Kontan saja, wacana sekolah lima hari kerja tersebut mendapat dukungan dari siswa. Dukungan siswa diberikan karena mereka mengaku punya waktu refreshing lebih lama, meskipun hal itu berakibat pada kegiatan belajar mengajar dalam satu hari menjadi lebih padat.

Alasan lainnya, siswa merasa lebih punya banyak waktu dan lebih fokus untuk mengembangkan bakat dan menyalurkan hobinya seperti sepak bola, futsal dan olah raga lainnya.

Bisa Timbulkan Masalah

Sementara itu sejumlah guru madrasah Nahdlatul Ulama (NU) menilai gagasan Gubernur Jawa Tengah Ganjar Pranowo tentang sekolah masuk lima hari belum menjamin menambah kualitas pertemuan anak dengan orang tua. Bahkan,  bisa jadi wacana itu akan menimbulkan permasalahan baru. 

Mahfud Nahrawi,  Guru MTs NU Hasyim Asy’ari 2 Kudus menilai kepentingan  anak dan orang tua yang menjadi alasan digulirkannya wacana tersebut belum sepenuhnya bisa menjadi  jaminan. Sebab,  kesibukan orang tua sangat beragam pekerjaannya yang terkadang tidak memiliki waktu libur. 

“Bagi orang tua PNS atau pegawai kantoran mungkin bisa memanfaatkan masuk lima hari ini. Tetapi mayoritas orang tua, banyak yang jadi petani, buruh pabrik, pedagang yang tidak memiliki waktu libur,” kata Nahrawi.

Menurutnya, jika anak-anaknya libur dua hari akan membuka potensi masalah baru di antara keduanya.  Orang tua tidak semuanya bisa mengawasi dan mengarahkan anaknya karena sibuk bekerja. 

“Bagaimana bisa bertemu, wong orang tuanya sibuk bekerja yang tidak punya waktu libur tersebut,” ujar Nahrowi.

Hal senada disampaiakan guru MANU TBS Kudus Arief Murtadho. Menurutnya, wacana ini bagus karena orang tua akan lebih dekat dengan anak-anaknya. 

“Namun, apa bisa seperti itu? Kalau PNS mungkin bisa tetapi orang tua yang pekerjaan lain jelas kesulitan,” katanya. 
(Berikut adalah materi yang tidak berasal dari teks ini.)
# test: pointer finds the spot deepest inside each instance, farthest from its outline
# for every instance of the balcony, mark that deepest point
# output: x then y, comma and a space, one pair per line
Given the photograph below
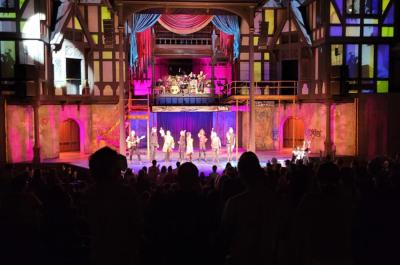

Baik Mahfud Nahrowi dan Arief Murtaho mendukung bila wacana gubernur tersebut akan menjadi kebijakan. Namun, tidak bisa sepenuhnya diterapkan pada semua sekolah. Apalagi madrasah yang sudah menetapkan libur tiap jum’at, akan menimbulkan banyak kendala.   
“Sebaiknya dilakukan kajian mendalam terlebih dahulu terhadap berbagai aspek lainnya.  Termasuk juga misalnya mewacanakan kebijakan kerja lima hari di semua sektor sehingga semua orang tua bisa libur bersama,” tandas Nahrowi. 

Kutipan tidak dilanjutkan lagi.